BOB Note: Illuminae was touted during the recent BookExpo America as being one of the hot Young Adult novels of the fall. Editors at Alfred A. Knopf, an imprint of Random House in New York City, said they were excited about the creative way that the two Australian writers tell the story. The editors promote it as being in the same style as Marie Lu and James Dashner. Lu has endorsed it by writing "Brace yourself. You're about to be immersed in a mindscape that you'll never want to leave." We at Best of Books decided to put it to the ultimate test and let one of the BOB's best readers read and review an advance copy of the book. Mikaleh Offerman is an incoming freshman at Oklahoma Baptist University and an avid reader. We greatly appreciate that she wrote the following review and are impressed in how she wrote, too! (She even wrote the headline!)
Mikaleh Offerman |
Kady
and Ezra are not exactly on speaking terms when their ice planet is invaded.
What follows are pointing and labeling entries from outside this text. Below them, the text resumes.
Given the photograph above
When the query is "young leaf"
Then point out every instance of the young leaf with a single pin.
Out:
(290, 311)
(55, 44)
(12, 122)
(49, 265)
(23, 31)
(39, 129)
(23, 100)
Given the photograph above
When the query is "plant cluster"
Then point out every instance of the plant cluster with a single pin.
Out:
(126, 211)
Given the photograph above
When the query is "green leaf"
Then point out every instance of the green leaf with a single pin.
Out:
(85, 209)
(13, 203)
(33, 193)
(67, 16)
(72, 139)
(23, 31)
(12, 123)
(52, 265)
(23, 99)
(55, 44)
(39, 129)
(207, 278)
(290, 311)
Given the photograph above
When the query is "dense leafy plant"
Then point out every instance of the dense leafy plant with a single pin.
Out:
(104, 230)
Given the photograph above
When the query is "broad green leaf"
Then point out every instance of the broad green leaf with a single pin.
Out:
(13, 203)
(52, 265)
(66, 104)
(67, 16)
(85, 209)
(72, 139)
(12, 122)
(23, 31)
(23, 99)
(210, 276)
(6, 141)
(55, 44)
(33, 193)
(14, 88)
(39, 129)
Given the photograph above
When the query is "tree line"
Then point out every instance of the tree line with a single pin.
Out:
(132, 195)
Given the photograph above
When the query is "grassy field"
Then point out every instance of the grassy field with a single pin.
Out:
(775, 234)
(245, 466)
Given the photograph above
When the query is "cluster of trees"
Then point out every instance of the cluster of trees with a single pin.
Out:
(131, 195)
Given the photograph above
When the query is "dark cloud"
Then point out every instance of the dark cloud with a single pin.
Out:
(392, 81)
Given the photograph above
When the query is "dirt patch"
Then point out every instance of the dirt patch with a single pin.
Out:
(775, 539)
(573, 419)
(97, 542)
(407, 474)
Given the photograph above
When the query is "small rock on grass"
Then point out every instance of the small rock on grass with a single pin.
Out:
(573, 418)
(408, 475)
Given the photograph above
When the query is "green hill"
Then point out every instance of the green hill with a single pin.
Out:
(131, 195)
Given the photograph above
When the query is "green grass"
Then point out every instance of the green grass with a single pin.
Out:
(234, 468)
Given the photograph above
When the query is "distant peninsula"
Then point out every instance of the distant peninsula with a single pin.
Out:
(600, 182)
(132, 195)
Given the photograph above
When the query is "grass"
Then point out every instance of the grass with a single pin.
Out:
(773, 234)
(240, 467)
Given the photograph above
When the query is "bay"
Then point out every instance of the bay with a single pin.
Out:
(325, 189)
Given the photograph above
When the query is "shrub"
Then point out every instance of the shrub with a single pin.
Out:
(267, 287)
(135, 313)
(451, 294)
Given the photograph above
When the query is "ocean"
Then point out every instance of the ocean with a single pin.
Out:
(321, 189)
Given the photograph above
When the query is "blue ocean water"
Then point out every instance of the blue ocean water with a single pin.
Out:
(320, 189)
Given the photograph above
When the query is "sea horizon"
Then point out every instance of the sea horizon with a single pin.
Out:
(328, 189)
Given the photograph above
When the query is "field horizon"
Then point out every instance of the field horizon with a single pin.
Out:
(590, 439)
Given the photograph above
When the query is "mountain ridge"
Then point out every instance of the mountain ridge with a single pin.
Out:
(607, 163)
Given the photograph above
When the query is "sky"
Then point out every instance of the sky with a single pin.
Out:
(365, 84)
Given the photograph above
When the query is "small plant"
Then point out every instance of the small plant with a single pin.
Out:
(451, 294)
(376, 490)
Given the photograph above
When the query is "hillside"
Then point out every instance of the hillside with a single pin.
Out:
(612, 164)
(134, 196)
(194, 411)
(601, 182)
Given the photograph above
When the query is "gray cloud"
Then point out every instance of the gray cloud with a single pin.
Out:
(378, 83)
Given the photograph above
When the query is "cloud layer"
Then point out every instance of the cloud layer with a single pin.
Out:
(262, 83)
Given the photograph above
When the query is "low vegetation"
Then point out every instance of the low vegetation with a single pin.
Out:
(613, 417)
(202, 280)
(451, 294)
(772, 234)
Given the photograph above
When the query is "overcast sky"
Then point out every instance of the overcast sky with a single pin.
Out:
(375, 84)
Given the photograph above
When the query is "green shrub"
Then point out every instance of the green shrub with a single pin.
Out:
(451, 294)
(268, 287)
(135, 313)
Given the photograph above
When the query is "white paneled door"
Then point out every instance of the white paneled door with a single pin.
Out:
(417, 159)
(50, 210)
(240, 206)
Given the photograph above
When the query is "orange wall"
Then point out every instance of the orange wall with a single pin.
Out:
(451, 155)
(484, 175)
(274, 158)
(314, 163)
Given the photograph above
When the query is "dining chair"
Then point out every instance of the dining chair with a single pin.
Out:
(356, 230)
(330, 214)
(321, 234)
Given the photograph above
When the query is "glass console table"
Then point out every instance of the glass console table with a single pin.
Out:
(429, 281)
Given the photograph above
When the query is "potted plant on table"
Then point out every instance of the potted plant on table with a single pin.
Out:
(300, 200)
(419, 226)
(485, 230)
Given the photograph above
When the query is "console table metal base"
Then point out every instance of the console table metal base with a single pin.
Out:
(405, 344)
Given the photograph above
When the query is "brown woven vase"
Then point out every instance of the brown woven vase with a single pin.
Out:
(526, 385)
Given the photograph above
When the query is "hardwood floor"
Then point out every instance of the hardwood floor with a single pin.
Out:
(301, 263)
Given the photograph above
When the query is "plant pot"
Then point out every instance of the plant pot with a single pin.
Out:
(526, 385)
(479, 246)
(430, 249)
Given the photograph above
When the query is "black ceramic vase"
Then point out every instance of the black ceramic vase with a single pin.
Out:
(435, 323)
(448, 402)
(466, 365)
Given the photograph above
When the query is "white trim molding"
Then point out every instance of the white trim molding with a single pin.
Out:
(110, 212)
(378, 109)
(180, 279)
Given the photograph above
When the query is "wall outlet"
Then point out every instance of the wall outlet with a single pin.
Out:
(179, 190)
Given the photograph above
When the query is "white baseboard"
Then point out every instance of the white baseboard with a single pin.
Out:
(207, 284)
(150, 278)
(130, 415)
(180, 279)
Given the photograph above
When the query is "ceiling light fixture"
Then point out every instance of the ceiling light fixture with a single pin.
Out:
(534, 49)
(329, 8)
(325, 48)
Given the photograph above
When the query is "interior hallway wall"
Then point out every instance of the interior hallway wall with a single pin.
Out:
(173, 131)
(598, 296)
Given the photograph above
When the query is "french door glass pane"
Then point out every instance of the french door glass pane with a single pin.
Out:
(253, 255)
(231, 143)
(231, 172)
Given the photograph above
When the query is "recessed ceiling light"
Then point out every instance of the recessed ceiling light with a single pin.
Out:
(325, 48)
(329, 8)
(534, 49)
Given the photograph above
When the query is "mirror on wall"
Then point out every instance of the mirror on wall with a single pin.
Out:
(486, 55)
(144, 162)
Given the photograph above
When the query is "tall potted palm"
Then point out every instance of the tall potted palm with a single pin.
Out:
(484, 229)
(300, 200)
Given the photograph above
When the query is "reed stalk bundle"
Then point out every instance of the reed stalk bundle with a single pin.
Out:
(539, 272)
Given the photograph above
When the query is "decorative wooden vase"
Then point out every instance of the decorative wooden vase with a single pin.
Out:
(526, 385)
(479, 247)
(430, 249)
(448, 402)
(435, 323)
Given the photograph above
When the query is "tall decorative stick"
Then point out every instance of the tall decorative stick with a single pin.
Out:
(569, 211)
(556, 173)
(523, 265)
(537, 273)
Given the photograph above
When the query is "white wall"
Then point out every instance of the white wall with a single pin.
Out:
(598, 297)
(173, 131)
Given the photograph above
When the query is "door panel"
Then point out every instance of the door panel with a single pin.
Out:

In
fact, they’ve just finished breaking up when the
time comes to escape through the exploding mass that used to be their home.
When they reach safety on separate evacuating space ships, their fight still
isn't over. However, a plague has infested one of the escaping ships, an
advanced intelligence computer has gone haywire, and the only people Ezra and
Kady have left are each other.
Calling
Illuminae a book would be like calling the Atlantic Ocean a glass of water.
Amie
Kaufman and Jay Kristoff have created a new breed of storytelling, and it’s amazing. Illuminae is an intricate tale that reveals
itself through a compilation of hacked emails, classified documents, IMs, and
other strangely poetic methods.
Normally,
I would have struggled to conjure any form of interest in a book like this. I
would have taken a look at it, admired the cover a little, opened it up to see
if I liked the inside, and then slammed it right back onto the shelf.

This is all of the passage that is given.